Wakil Ketua Badan Pengkajian MPR, Dr. Hj. Hindun Anisah, MA, yang memimpin jalannya FGD, dalam pengantarnya menyampaikan sejumlah isu penting yang menjadi fokus diskusi, salah satunya mengenai Bab VI UUD NRI Tahun 1945 terkait pemerintahan daerah.

SCROLL TO CONTINUE WITH CONTENT

"Kita diskusikan apakah rumusannya sudah cukup ideal dan masih relevan dengan perkembangan zaman, atau mungkin memerlukan penajaman dan penyesuaian," ujar Hindun, dalam keterangan tertulis, Selasa (2/12/2025).

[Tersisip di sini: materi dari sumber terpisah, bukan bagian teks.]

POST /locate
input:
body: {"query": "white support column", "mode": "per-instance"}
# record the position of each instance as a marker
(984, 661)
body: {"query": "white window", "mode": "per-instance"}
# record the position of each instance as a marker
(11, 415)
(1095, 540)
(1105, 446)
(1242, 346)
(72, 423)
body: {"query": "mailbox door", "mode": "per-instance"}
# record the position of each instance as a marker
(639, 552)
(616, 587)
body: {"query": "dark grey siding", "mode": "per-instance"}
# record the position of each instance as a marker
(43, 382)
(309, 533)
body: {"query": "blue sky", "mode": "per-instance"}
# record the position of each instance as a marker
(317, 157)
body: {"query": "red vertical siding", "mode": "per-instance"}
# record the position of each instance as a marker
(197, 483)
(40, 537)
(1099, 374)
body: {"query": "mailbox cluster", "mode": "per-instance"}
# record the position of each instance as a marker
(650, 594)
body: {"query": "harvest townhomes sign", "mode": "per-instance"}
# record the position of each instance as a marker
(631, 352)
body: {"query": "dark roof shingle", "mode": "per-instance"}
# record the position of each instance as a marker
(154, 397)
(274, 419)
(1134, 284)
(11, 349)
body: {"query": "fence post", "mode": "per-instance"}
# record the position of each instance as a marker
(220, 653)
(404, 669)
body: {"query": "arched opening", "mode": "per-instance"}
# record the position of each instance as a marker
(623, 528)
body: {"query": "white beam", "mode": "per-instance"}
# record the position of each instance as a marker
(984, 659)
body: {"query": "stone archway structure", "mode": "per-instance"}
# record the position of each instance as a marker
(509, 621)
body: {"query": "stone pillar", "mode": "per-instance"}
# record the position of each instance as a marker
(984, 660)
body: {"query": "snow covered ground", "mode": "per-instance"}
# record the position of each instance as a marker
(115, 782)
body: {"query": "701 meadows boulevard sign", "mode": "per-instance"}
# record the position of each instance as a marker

Isu lainnya berkaitan dengan hubungan pusat dan daerah. Ia menyampaikan konstitusi sebenarnya menegaskan perlunya hubungan yang seimbang, baik dalam kewenangan, kelembagaan, keuangan, maupun pengawasan. Namun, menurutnya, dalam praktik masih terjadi tarik-menarik kepentingan antara pemerintah pusat dan pemerintah daerah.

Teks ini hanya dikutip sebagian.